The Business Engineer

Is Apple wrong about AR?

Published 28 days ago • 5 min read

In 2018, I wrote a piece about Apple's business strategy for the coming years, which I think is even more relevant today. At the end of it, I guessed whether AR would be Apple's next platform.

Honestly, I have to say, I've been biased on that, as for years, I've been waiting for a business tool, like AR glasses, that could free me from my computer and enable me to manage my business anywhere in the world, on the fly!

The interesting part is that after years of waiting, the moment might be coming...

Tim Cook was wrong about AR, and he understood it now!

It seems that for years, Tim Cook believed AR would have been a flop.

As explained in the GQ profile, years ago, when asked about the possibility of Apple manufacturing glasses in the mold of Google Glass, an early AR product, Cook told The New Yorker’s Ian Parker that he was skeptical of the enterprise.

That was his take on AR back then:

“We always thought that glasses were not a smart move, from a point of view that people would not really want to wear them. They were intrusive, instead of pushing technology to the background, as we’ve always believed.”

He said then:

“We always thought it would flop, and, you know, so far it has.”

But then he also acknowledged:

“My thinking always evolves. Steve taught me well: never to get married to your convictions of yesterday. To always, if presented with something new that says you were wrong, admit it and go forward instead of continuing to hunker down and say why you’re right.”

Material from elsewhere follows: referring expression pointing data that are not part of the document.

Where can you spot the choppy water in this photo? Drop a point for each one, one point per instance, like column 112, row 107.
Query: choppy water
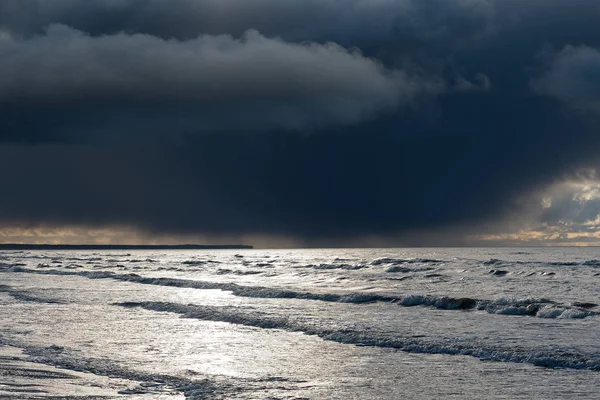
column 297, row 324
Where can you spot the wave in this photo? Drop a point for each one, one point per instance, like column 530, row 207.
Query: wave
column 25, row 296
column 153, row 384
column 397, row 261
column 542, row 308
column 348, row 267
column 586, row 263
column 550, row 357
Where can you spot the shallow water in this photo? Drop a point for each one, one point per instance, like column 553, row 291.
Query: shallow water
column 319, row 324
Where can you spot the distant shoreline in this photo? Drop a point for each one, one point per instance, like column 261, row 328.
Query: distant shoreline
column 123, row 247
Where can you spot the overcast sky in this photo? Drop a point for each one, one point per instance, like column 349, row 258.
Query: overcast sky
column 300, row 122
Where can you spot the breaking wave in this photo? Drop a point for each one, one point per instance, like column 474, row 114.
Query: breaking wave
column 541, row 308
column 586, row 263
column 549, row 357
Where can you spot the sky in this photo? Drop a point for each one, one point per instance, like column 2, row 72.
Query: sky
column 300, row 123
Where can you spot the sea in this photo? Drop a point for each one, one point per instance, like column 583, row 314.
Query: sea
column 427, row 323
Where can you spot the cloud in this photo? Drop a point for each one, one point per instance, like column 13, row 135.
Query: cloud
column 573, row 77
column 223, row 83
column 291, row 19
column 428, row 134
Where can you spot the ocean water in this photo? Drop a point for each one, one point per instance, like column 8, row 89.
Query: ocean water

Yet, after seeing the various attempts from Google and Meta, which, while massive failures, also managed to create a first niche market for AR/VR devices, Cook reasoned:

“Pretty much everything we’ve ever done, there were loads of skeptics with it,”

Cook says.

“If you do something that’s on the edge, it will always have skeptics.”

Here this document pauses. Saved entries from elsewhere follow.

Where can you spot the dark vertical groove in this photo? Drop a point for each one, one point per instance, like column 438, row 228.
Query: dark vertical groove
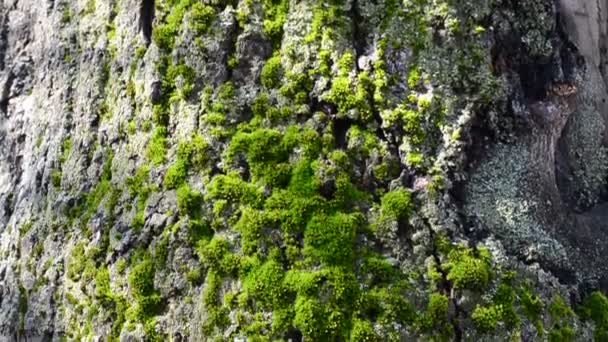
column 146, row 18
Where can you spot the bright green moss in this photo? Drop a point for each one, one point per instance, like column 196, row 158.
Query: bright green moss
column 201, row 18
column 157, row 148
column 271, row 72
column 66, row 149
column 532, row 305
column 330, row 239
column 232, row 188
column 103, row 291
column 467, row 270
column 564, row 334
column 310, row 318
column 164, row 35
column 275, row 13
column 76, row 262
column 250, row 227
column 362, row 331
column 141, row 284
column 438, row 307
column 187, row 200
column 559, row 309
column 397, row 204
column 191, row 153
column 413, row 78
column 56, row 179
column 486, row 319
column 265, row 283
column 267, row 154
column 66, row 15
column 186, row 74
column 505, row 299
column 414, row 159
column 176, row 174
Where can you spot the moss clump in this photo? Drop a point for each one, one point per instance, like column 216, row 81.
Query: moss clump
column 563, row 334
column 76, row 262
column 141, row 284
column 362, row 331
column 191, row 153
column 157, row 148
column 329, row 239
column 56, row 179
column 271, row 72
column 187, row 200
column 232, row 188
column 275, row 13
column 505, row 298
column 265, row 283
column 397, row 204
column 467, row 269
column 202, row 17
column 103, row 291
column 533, row 308
column 164, row 35
column 486, row 319
column 66, row 149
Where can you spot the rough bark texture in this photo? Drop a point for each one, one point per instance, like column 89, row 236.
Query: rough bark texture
column 303, row 170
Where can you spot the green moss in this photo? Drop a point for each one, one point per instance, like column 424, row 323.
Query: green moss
column 76, row 263
column 66, row 148
column 438, row 307
column 310, row 317
column 275, row 13
column 486, row 319
column 505, row 298
column 271, row 72
column 564, row 334
column 559, row 309
column 232, row 188
column 141, row 284
column 467, row 270
column 103, row 291
column 66, row 15
column 90, row 7
column 532, row 306
column 330, row 239
column 157, row 148
column 56, row 179
column 362, row 331
column 191, row 153
column 201, row 18
column 265, row 283
column 397, row 204
column 187, row 200
column 176, row 174
column 164, row 35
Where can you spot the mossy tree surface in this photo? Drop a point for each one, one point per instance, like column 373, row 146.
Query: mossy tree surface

Cook says when Apple decides to enter a market, he asks himself the following questions:

“Can we make a significant contribution, in some kind of way, something that other people are not doing? Can we own the primary technology? I’m not interested in putting together pieces of somebody else’s stuff. Because we want to control the primary technology. Because we know that’s how you innovate.”

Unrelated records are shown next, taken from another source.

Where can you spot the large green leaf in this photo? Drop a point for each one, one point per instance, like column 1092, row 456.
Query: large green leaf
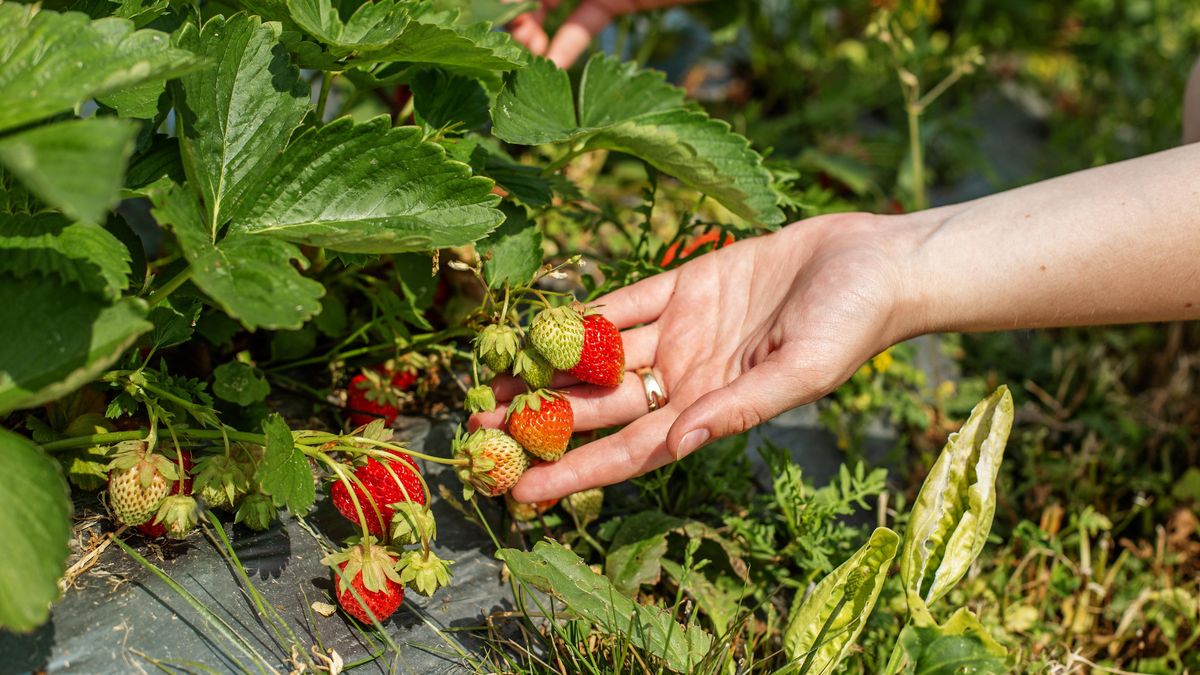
column 77, row 166
column 637, row 112
column 52, row 61
column 82, row 255
column 555, row 569
column 285, row 473
column 237, row 117
column 826, row 623
column 369, row 189
column 59, row 338
column 373, row 25
column 251, row 278
column 952, row 515
column 635, row 556
column 35, row 527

Well, that's the right moment, I argue.

Indeed, in an AR/VR market that has been disappointing for years, most people are skeptical about its potential, and that is the moment where, if you're Apple, you want to prove everyone wrong by releasing a game-changer device!

Is AR finally becoming viable after years?

With the official launch of Apple's Vision Pro, it becomes clear that it might become the next productivity platform, with the potential of a consumer device!

Now, while I like the concept, I still think this might be quite limiting, as it still projects (linearly) the current tech (PC productivity) into AR.

While I'd love to have a setup like that, I also acknowledge that the major leaps when new technologies come in are not about linearly applying formats that worked for previous technological waves to new ones.

But rather to find whole new formats.

So, what's the format that will make AR the new business platform?

Generative AI and AR are the real things!

In a cool Tweet, Mckay Wrigley showcased the prototype of a generative AI assistant, which leverages the vision from the iPhone to classify objects and enable interaction with this information on the fly.

In the specific example, you can see how, in the video, he uses the iPhone's camera to have the AI classify all the food he has in the fridge, which is in line with a Keto diet, and from there, have the AI look for recipes that can be done with these ingredients!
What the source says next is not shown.